I have two node pools, one with GPU and one with CPU only, and run 2 types of jobs, both of which should spawn a node from their relevant node pool:
apiVersion: batch/v1
kind: Job
metadata:
generateName: cpu-job-
spec:
template:
spec:
containers:
- name: cpujob
image: gcr.io/asd
imagePullPolicy: Always
command: ["/bin/sh"]
args: ["-c", REDACTED]
resources:
requests:
memory: "16000Mi"
cpu: "8000m"
limits:
memory: "32000Mi"
cpu: "16000m"
restartPolicy: Never
nodeSelector:
cloud.google.com/gke-nodepool: cpujobs
backoffLimit: 4
apiVersion: batch/v1
kind: Job
metadata:
generateName: GPU-job-
spec:
template:
spec:
containers:
- name: gpu-job
image: gcr.io/fliermapper/agisoft-image:latest
imagePullPolicy: Always
command: ["/bin/sh"]
args: ["-c" REDACTED]
resources:
requests:
memory: "16000Mi"
cpu: "8000m"
limits:
memory: "32000Mi"
cpu: "16000m"
restartPolicy: Never
nodeSelector:
cloud.google.com/gke-nodepool: gpujobs
tolerations:
- key: nvidia.com/gpu
value: present
operator: Equal
backoffLimit: 4
It works fine for the gpujobs pool but for the CPU I get the following error
Warning FailedScheduling 4m40s (x1619 over 29h) default-scheduler 0/1 nodes are available: 1 node(s) didn'tmatch Pod's node affinity/selector.
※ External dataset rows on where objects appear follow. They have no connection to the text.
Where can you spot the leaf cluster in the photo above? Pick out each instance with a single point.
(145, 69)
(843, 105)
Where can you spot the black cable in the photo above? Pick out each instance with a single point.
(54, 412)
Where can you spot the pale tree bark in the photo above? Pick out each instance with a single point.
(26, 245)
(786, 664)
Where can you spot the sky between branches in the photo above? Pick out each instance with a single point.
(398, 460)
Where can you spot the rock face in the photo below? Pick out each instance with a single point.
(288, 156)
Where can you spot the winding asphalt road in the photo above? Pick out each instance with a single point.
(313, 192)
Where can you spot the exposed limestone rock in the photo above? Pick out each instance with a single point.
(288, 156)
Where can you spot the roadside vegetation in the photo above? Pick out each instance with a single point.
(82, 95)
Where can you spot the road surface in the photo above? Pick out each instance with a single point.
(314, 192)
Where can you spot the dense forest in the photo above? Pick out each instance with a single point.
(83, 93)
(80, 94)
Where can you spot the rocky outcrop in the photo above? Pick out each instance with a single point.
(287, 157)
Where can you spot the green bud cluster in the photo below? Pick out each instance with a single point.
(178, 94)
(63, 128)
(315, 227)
Normal NotTriggerScaleUp 3m53s (x8788 over 29h) cluster-autoscaler pod didn't trigger scale-up: 1 node(s) didn't match Pod's node affinity/selector, 1 in backoff after failed scale-up
I have the nodeSelector defined for the CPU pool, so why does it not recognise the correct node pool and scale up, it says the Pod's node affinity/selector didn't match? I have created the node pools and they are available. Do I need to define tolerations or taints to make this work?